Supply chains remain fragile – as evidenced by grocery store shortages – and will slowly improve. Chip shortages will limit the supply of cars and electronic gadgets until 2023.
Restaurants and retailers must pass on higher costs for food, labor and periodic closures for the traffic slowdown imposed by new strains of COVID. Otherwise, they bend.
Better remote collaboration software is coming. Real eye contact and a real sense of presence from innovations like Google’s Starline will prove the harbingers of a metaverse that’s more of a workplace than a destination for games and gigs. The benefits will be significant and technology companies do not need to borrow to invest.
When Paul Volcker became Fed Chairman, inflation was nearly 12%.
I spoke with him at the time and was impressed with his understanding of the distortions in inflationary expectations imposed on asset purchases – in particular, housing which was then also going through shortages of building land.
A more powerful figure than his predecessor, William Miller, and less political and easy-going than President Jerome Powell or European Central Bank President Christine Legarde, he pushed the federal funds rate up nearly seven percentage points in eight month. The economy slipped into recession, it calmed down, then hit the metal by raising the key rate to 19%.
These days, such drastic action probably isn’t necessary, but monthly one-percentage-point increases until inflation hits 2% again would do the trick.
It is difficult to say that the labor market is not at full employment with an unemployment rate of 3.9% and more than 10 million unfilled jobs. It is equally difficult to say that we are at full employment with so many people laid off from old service jobs still sitting on the sidelines. Interest rates should be pushed high enough to cause additional unemployment, otherwise inflation will continue to outpace wages, exacerbate inequality for many years to come, and tax the elderly who are disproportionately dependent on various forms of income. fixed income investments.
We don’t need another handout of extra unemployment benefits that exceed lost wages.
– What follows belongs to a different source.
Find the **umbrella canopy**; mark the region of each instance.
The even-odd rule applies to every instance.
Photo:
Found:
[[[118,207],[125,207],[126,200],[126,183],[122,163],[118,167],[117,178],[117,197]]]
Instead, relocation and retraining incentives and subsidies to enroll in Ministry of Labor apprenticeship programs. State unemployment benefits should be portable for those who move abroad for training.
Volcker-style increases in the fed funds rate would flatten or invert the yield curve — that is, when short rates rise more than long rates — and further shore up the banking sector.
Simply, banks rely on the spread between long rates on mortgages and the like and short rates for what they pay for deposits and other loanable funds. Smaller banks are more dependent on lending income and larger banks more on trading fees, electronic payments, etc.
The last thing America needs – other than another COVID shutdown – is to rush more bank consolidation that reduces competition and increases big bank bonuses.
Since 2008, the Fed has been paying commercial banks interest on the reserves they keep at the central bank. Tilting the yield curve could make the interest the Fed pays banks higher than what it collects on bonds and push them into a deficit.
Since the Fed can print money for whatever madness it chooses – the pandemic has proven this – it can photocopy its way out of this corner. But what an embarrassment!
The Fed is expected to complement larger rate hikes in the fed funds rate by selling some of its long-term Treasuries and mortgage-backed securities to raise long rates.
It would steepen the yield curve to avoid central bank losses and suck liquidity out of the system where it hurts the most – too much demand for big-ticket items like cars and houses.
The whole issue of balance sheet reduction has baffled Fed policymakers. However, as the chronic bad calls for inflation at both the Fed and the ECB have established, the kind of foresight and clarity of thought Mr. Volcker brought to the Fed is not a hallmark salient feature of central banks run by politically motivated lawyers.
• Peter Morici is an economist and professor of business emeritus at the University of Maryland, and a national columnist.